Empower Your Team with Generative AI Skills: A Use Case from the Flame Learning Team

This blog series is the collaborative work of the Fame Learning team, which includes Melissa Daimler, Chief Learning Officer; Justin Mass, Sr. Director Enterprise Learning; Joshua Ehrenreich, Senior Learning Program Manager; John O’Neill, Senior Learning Partner; Lauren Hauser, Learning Program Manager; and Vicki Lang, Learning Designer.

 

Generative AI is a game-changer. The impact of this technology on productivity alone could add trillions of dollars to the world’s economies, according to recent research from McKinsey. Enabling our teams to use generative AI for greater efficiency and productivity while freeing them to engage with more strategic projects is essential to keep up with the evolving nature of work. 

 

The final post in our series on how to upskill teams in generative AI focuses on the benefits teams could see as a result of using these tools in the flow of their daily work. Here, we present a use case from our own organization, and specifically on the Learning team. In April 2023, Flame’s internal Learning team focused on how to learn generative AI tools and techniques. We made the following observations about the process and suggested additional approaches and tips to make the learning meaningful and engaging.

 

AI solution use case: Generating manager training assessment items

In revamping Flame’s manager development program, Flame Manager, the Learning team aimed to incorporate a skills assessment on the Flame platform as part of the new design. This posed significant challenges in terms of time, cost, and resources. The solution — leveraging the generative AI technology, ChatGPT — led to substantial improvements in speed and efficiency while maintaining quality.

 

What was the challenge?

Developing a quality bank of assessment items requires considerable expertise, multiple stakeholders, and significant lead time. These assessment items also come with some vendor costs and lengthy development processes. The challenge was to generate a pilot assessment of 30 high-quality items under tight deadlines and within budget.

 

Time was short, with only four months between the kick-off exploration and the target launch date, whereas developing an assessment with the typical process takes closer to six months.

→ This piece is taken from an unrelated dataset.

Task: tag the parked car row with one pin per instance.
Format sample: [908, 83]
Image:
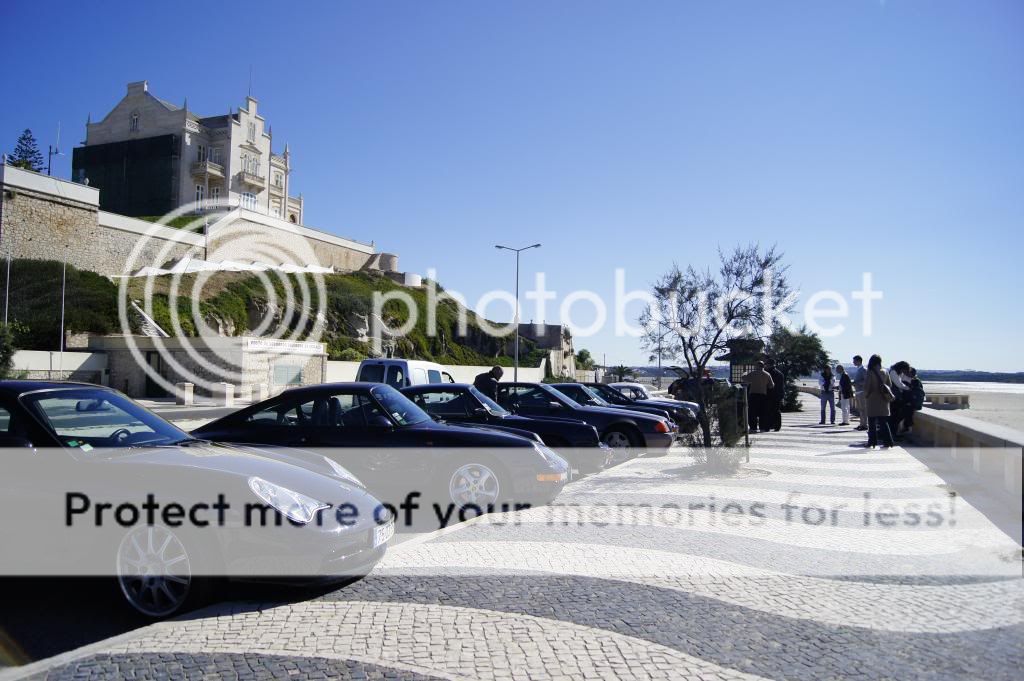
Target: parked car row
[408, 433]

The estimated vendor cost of the typical process, in addition to the cost of internal resources — would be beyond the limited budget allotted to the project.

Human resources for the process were also limited, with only a few days available for two team members to dedicate to the project, whereas the typical process requires much more time from six or more people.

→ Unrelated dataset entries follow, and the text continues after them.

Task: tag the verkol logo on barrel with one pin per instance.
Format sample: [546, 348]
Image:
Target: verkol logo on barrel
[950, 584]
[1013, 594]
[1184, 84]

How would the team generate the 30 items needed without breaking the budget or the timeline? 

 

What were the possible solutions?

Before turning to AI, the team explored various options:

 

Outsourcing to a vendor: This is the typical process, but because of the cost and the longer production time frame that would deliver the items past the target launch date, it was not feasible for this project.

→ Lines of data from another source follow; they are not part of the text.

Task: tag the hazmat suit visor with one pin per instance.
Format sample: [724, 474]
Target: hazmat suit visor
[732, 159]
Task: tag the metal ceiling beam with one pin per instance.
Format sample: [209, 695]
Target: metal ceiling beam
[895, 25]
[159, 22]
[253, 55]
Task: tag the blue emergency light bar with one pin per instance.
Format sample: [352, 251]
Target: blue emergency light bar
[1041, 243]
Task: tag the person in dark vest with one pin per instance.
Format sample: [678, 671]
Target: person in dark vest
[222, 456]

Internal Subject Matter Expert (SME) authoring: An internal learning designer could train the team’s management SME in item-writing and work closely together to develop the items themselves. However, this approach was time-intensive and created significant additional work that was not planned for. Since it was also a new skill for the team, delivery time would also be extended.

Internal item-writing retreat: By recruiting 10 Flame managers to attend a one-day, intensive item-writing workshop developed and delivered by internal learning designers, these managers might be able to write three usable items each by the end of the day. However, this approach would be resource- and time-intensive for participating managers, with the additional risk of failing to achieve usable results.